What our recent preoccupation with the significance of President Barack Obama’s first one hundred days probably best demonstrates is that our thirst for presidential scrutiny is as much about personal identification as it is about genuine historical analysis.

Since FDR’s time, except during periods of economic uncertainty, little attention has been paid to the new boss’s first ninety-nine White House morrows. However, these are uncertain economic times, to say the least, and everyone is watching closely (especially the president’s foes both political and personal).

A quick peak at a few post FDR presidencies might provide us a bit of perspective.

The first one hundred days of George W. Bush’s administration were almost anticlimactic after eight turbulent years of William Jefferson Clinton. True, there was still much gnashing of teeth over the “Supreme Court Presidency” of the shy and newly minted George Bush. Still, the economy, which had been in a tailspin during the last months of the Clinton presidency, was expected to be righted by the new administration’s tax cut engineered through a GOP Congress. This tax cut would use the Clinton “surpluses” (which the GOP doubted really existed) until it came time for them to share the money with their political friends. This reality notwithstanding, Sunday, April 29, 2001 arrived, smiled at President Bush for twenty-four hours, and receded into history leaving Americans still hopeful about their new leader.
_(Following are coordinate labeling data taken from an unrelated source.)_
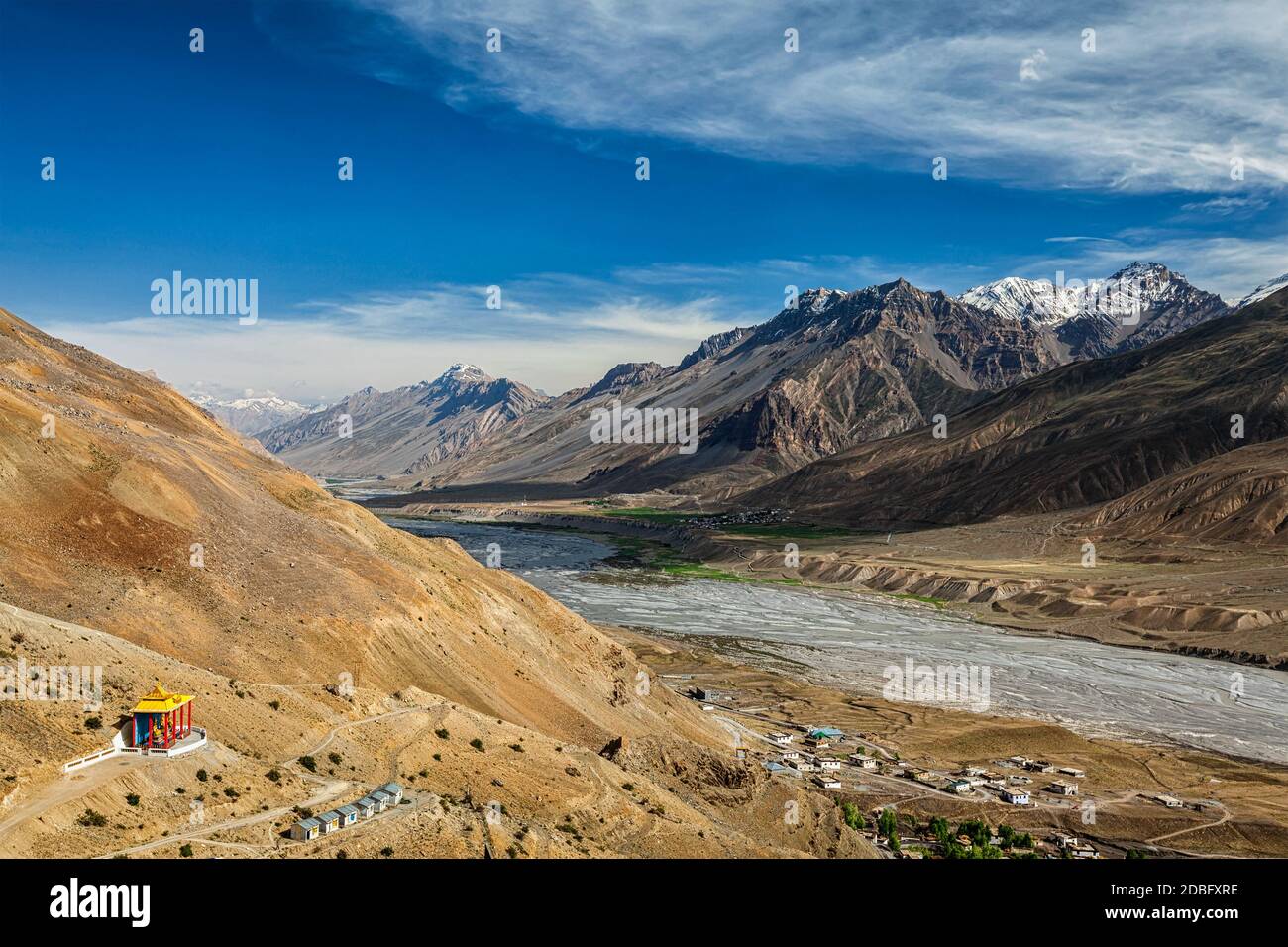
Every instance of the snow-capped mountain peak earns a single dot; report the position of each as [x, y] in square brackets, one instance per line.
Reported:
[464, 372]
[1136, 286]
[252, 415]
[1262, 291]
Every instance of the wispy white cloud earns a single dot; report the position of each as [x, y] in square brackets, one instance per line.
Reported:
[558, 331]
[1171, 94]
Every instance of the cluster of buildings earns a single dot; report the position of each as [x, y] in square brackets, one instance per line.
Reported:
[816, 757]
[1060, 788]
[333, 821]
[1073, 845]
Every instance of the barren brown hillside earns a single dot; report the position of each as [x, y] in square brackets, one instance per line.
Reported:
[1082, 436]
[97, 525]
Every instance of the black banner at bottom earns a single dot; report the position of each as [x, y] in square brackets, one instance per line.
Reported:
[226, 896]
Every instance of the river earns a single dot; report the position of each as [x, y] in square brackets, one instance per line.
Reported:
[849, 641]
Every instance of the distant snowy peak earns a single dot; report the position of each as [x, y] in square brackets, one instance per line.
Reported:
[1016, 298]
[1055, 303]
[252, 415]
[1263, 290]
[463, 371]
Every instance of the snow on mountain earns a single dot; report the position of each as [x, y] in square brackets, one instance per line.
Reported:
[1262, 291]
[253, 415]
[1147, 285]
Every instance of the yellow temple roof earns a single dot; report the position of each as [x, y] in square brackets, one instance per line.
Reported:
[161, 701]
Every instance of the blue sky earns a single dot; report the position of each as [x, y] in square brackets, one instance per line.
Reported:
[518, 169]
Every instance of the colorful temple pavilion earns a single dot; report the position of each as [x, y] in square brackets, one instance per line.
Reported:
[161, 719]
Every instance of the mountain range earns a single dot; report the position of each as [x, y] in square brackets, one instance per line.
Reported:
[142, 538]
[407, 432]
[252, 415]
[1185, 437]
[835, 369]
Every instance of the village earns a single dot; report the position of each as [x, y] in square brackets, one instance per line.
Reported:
[309, 827]
[853, 763]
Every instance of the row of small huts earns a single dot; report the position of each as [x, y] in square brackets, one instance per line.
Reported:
[335, 819]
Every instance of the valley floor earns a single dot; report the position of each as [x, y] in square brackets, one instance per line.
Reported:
[1231, 808]
[1026, 574]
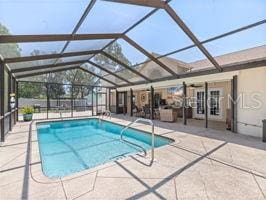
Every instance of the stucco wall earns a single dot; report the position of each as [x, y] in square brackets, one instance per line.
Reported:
[225, 88]
[251, 84]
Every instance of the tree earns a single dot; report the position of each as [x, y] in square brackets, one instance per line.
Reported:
[79, 77]
[116, 50]
[8, 49]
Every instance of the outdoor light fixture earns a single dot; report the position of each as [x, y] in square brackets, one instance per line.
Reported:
[12, 100]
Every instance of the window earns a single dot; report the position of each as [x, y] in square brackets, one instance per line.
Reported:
[214, 102]
[121, 99]
[200, 103]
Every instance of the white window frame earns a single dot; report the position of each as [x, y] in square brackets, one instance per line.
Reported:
[220, 116]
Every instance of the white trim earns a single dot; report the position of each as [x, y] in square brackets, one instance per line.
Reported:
[201, 116]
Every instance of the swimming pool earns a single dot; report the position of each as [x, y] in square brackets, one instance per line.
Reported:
[71, 146]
Bill Clinton’s first one hundred days were pretty much a disaster. It seemed that things were falling apart rather than coming together almost as soon as he lowered his right hand after taking the presidential oath. By April 29, 1993, two Attorney General candidates (Zoë Baird and Kimba Wood) had been forced to withdraw for employing illegal aliens as domestics. The third appointee (Janet Reno) was already embroiled in the April 19,1993 Branch Davidian holocaust. Additionally, terrorists had partially destroyed the World Trade Center on February 26th raising questions of the president’s ability to keep us safe. Finally, as if all that wasn’t enough, Bill Clinton was unpopular by his hundredth day with both straight and gay citizens over his “don’t ask, don’t tell” compromise for gays in the military. Obviously, there would be no second term for William Jefferson Clinton — would there?
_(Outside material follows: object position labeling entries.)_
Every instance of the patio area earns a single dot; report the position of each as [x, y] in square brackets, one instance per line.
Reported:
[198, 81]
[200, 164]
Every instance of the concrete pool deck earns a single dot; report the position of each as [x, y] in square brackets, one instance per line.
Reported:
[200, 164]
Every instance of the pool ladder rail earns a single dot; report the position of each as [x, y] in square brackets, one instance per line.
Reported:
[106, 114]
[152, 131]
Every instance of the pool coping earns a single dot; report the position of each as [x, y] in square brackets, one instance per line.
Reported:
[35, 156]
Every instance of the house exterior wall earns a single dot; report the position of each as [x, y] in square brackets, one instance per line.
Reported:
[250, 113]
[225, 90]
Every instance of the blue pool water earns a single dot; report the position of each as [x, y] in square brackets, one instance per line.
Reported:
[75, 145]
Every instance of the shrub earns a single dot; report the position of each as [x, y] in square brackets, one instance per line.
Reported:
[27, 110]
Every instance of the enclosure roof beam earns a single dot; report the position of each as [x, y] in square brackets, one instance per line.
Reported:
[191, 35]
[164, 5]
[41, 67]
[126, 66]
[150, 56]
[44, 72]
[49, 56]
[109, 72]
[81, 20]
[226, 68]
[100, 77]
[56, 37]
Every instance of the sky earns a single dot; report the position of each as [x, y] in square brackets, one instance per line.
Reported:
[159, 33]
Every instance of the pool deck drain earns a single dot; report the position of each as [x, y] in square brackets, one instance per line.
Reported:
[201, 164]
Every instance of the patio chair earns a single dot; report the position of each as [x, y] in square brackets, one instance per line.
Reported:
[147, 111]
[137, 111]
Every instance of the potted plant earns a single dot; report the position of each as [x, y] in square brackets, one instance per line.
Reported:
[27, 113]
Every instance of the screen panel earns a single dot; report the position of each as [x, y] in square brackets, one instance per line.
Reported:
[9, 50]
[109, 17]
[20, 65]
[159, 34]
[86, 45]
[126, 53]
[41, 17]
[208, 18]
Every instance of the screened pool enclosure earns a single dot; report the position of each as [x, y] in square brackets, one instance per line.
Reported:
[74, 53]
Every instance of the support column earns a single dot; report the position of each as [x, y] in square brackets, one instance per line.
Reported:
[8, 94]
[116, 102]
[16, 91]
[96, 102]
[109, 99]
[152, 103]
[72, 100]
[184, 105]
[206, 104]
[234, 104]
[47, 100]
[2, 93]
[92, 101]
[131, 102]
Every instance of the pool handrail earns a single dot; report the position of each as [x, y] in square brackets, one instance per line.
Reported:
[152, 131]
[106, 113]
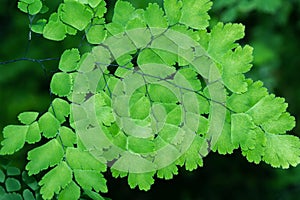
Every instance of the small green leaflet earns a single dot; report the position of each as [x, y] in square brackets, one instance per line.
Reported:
[75, 14]
[136, 99]
[28, 117]
[31, 7]
[56, 179]
[68, 60]
[40, 158]
[49, 125]
[14, 138]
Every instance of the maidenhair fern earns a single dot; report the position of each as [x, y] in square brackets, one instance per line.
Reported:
[157, 90]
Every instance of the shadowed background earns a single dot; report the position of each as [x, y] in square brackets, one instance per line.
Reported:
[272, 28]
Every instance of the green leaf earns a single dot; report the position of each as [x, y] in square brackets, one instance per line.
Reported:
[49, 125]
[32, 8]
[243, 131]
[75, 14]
[71, 191]
[69, 59]
[67, 136]
[96, 34]
[140, 145]
[139, 106]
[12, 185]
[61, 84]
[39, 26]
[55, 180]
[28, 117]
[90, 179]
[27, 195]
[44, 156]
[172, 9]
[122, 12]
[78, 159]
[167, 172]
[255, 154]
[161, 94]
[93, 195]
[94, 3]
[194, 13]
[55, 29]
[284, 123]
[224, 143]
[104, 113]
[13, 171]
[30, 181]
[60, 109]
[268, 108]
[192, 158]
[2, 176]
[282, 151]
[142, 180]
[243, 102]
[233, 62]
[11, 196]
[14, 138]
[154, 17]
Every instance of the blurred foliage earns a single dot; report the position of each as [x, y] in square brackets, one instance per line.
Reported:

President Ronald Wilson Reagan was still riding high by his hundredth day in office, but his popularity had nearly cost him his life. He’d been elected, in part, to clean up Jimmy Carter’s economic mess which had been brought on by a combination of high interest rates, unemployment, and inflation, or “stagflation” as they called it. Budget cutting, tax cutting and income tax indexing were some of President Reagan’s proposed antidotes for the ailing 1981 economy. The proposed solutions hadn’t even been fully thrashed out when young John Hinckley, Jr. severely wounded the president, his press secretary and two Secret Service men outside a Washington, D.C. hotel on Monday, March 30, 1981. Even by President Reagan’s one hundredth day in office, it was apparent that America was enthralled by his decisiveness, ideological principles and personal magnetism and would likely re-elect him if the Secret Service could only protect him.

By April 29, 1977, Jimmy Carter was rapidly spending what political capital he possessed when he proposed a domestic war on energy waste. The president’s outsider status was not conducive for playing “inside the Beltway” politics. The steely and independent-minded Georgian was determined to reorganize the government, to see that those who lost their jobs due to the economic policies of Presidents Nixon and Ford were re-employed, and to realize sufficient monetary savings so as to end his first term with a balanced budget. The people wished him well and he wished himself well, too, but politicians (not all of them Republicans by any means) never would be so sure. President Carter’s political future was already cloudy by his hundredth day, even with all of the economic uncertainties, but there were all kinds of silver linings on the horizon.

Question: What do we know from this first 100 days about President Obama’s political future? Answer: Most of America likes him better than they did President Clinton, more than they did President Carter and perhaps, just perhaps, as much as they did President Reagan. Uncertain of our economic or physical security, America will likely understand if President Obama should decide to shift ideological course from time to time. However, it is likely that the President’s greatest asset is the good-natured, unflappable outlook and steadiness that the American people believe now resides at 1600 Pennsylvania Avenue in Washington, D.C.